You should go to Cheeky’s for breakfast, the line will be long, but it is worth it. You should go play bocce at the Parker Palm Springs and have one of their vodka lemonade drinks from the lemonade stand, and you should–wait, are you with your children?

No, I don’t have children.

Okay, so, then you should do a detour to Pappy and Harriet’s in Joshua Tree and see some live music.

Where are your other favorite California spots to spontaneously travel to?

We like Santa Barbara a lot, Ojai is very close, so, love Ojai. The girls [her daughters] love Ojai and it kind of feels like you’re in a different world. We like Big Sur–really beautiful–

(At this point, another tree branch drags over the top of the bus above our heads and Busy is SHOOK.)

This is terrifying. To be on top of this bus. I just have to say that. Hang on, I have to Instagram story this.

(She then begins filming herself and, to be honest, I am elated to be sitting next to her as she makes one of her Instagram stories.)

Top three things you never travel without, regardless of where you’re going?

I’m trying to live a greener existence. I am good about no plastic water bottles in Los Angeles because it’s easy, but, now, I always bring my reusable water bottle [on trips], too. That’s number one.

I bring a canvas shopping bag for when I go out and about. And then I bring one of those little headwrap towels to put on your wet hair because the big hotel towels are too big.

(After that, we talked about our shared hometown of Scottsdale, Arizona–and her book, This Will Only Hurt a Little.)

The parts in your book where you mention, like, Paradise Valley Mall, are very important to me.

Wait. Did you understand my references to like sitting on storm washes?

Oh, yeah. There wasn’t much else to do. So you sat on storm washes.

My editors were trying to like get me to change that part, they were like, “No one can understand what that is. And I was like, I don’t care! It’s so specific to what my experience was growing up! If you grew up in a place with storm washes you get it, and if you didn’t, you don’t.


Where did you grow up exactly?

(I give her my address. She nods. I move on to a very important Arizonan topic–shopping centers. After all, that’s one of the main things you do in Scottsdale. You go shopping.)

Busy reading my actual journal.

Will you please rank the Arizona shopping centers in importance to you, as you remember them?

Okay, [ranked by] personal importance [to me] are: Scottsdale Fashion Square was number one, Pavilions was number two, Paradise Valley Mall was number three, number four was The Biltmore, and number five was a mall I can’t remember that got demolished.

Movie theater you frequented the most?

Pavilions. And then when I was in high school, the one outside Fashion Square–the art house one.

Oh yeah! That one’s gone. It made me feel cool.

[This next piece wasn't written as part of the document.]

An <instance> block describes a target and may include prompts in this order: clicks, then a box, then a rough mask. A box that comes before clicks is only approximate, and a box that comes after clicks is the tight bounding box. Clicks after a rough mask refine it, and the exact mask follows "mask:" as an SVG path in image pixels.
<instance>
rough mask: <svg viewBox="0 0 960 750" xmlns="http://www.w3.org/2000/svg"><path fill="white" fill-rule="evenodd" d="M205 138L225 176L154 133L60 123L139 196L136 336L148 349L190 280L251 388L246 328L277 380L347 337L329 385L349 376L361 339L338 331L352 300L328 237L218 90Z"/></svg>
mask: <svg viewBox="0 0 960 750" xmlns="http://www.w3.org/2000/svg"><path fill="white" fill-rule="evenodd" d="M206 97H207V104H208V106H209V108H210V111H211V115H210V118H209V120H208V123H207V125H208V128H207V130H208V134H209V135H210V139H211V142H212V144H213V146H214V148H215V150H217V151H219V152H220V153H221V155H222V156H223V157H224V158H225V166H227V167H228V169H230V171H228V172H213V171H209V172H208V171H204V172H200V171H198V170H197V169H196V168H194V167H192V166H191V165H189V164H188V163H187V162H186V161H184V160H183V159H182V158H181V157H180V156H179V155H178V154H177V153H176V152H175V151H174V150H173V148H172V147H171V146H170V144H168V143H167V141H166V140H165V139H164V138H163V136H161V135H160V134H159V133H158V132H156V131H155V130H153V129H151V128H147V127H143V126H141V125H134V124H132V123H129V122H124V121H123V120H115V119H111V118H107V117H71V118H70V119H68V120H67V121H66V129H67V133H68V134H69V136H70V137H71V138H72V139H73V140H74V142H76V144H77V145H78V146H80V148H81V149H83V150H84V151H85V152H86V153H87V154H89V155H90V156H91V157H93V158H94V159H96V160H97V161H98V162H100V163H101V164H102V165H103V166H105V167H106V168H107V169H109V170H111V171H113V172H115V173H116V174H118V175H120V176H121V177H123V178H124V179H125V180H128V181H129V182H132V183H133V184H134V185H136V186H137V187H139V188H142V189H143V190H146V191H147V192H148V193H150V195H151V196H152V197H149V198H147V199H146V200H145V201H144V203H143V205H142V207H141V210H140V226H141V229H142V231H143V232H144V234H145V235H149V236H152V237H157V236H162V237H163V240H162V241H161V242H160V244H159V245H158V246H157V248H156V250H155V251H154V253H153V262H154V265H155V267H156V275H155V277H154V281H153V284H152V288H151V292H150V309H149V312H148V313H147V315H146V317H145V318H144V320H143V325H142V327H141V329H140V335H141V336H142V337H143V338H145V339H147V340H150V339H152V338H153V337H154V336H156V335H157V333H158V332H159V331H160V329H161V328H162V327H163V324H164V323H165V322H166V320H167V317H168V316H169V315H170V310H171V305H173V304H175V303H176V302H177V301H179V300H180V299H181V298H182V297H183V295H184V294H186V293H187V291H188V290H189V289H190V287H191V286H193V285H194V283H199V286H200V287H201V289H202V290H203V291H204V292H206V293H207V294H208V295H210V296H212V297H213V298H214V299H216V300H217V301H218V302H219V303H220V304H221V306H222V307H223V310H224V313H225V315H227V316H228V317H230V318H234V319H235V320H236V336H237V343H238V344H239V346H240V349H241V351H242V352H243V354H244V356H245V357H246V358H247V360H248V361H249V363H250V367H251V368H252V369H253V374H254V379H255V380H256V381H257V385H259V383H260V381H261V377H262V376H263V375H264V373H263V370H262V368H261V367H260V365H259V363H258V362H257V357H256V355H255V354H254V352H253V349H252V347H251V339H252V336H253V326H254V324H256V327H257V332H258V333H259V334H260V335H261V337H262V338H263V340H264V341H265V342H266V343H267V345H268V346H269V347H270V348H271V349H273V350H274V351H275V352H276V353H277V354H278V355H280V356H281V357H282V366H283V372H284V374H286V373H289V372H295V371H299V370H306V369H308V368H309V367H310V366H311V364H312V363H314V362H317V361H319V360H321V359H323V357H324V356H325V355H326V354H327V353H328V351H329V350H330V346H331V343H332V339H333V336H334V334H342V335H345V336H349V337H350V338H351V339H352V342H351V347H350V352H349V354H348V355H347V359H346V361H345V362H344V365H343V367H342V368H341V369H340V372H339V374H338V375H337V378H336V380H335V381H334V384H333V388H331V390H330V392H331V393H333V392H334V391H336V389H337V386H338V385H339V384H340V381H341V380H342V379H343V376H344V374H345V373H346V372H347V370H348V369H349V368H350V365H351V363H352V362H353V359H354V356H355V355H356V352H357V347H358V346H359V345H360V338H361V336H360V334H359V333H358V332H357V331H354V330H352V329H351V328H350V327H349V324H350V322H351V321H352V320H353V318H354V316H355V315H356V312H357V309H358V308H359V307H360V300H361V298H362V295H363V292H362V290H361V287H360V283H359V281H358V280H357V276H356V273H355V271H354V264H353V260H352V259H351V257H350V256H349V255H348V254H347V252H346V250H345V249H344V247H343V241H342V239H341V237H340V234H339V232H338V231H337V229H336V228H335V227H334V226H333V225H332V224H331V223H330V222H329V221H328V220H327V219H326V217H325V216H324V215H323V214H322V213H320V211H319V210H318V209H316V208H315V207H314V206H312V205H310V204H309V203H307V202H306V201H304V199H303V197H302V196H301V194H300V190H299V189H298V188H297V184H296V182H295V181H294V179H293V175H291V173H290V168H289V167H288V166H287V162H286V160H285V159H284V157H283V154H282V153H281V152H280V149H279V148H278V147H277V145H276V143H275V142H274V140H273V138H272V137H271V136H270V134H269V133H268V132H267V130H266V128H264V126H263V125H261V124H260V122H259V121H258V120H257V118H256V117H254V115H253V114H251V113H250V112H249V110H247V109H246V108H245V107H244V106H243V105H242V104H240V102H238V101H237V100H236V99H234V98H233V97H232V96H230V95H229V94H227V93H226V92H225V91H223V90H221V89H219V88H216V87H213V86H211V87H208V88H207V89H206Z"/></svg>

So cool. I saw a lot of intense indie movies there. And also Kenneth Branagh’s 4-hour Hamlet.

Yeah, I saw Napoleon Dynamite there.

(And then I did something that is very regular for a human to do–I showed her my diary. Specifically, I showed her an entry from November 2018, when I was reading her book and had written down every quote from it that I loved–for no reason other than that I like telling writers when I love their work because, frankly, it’s just nice to hear. Thankfully, she wasn’t creeped out by me.)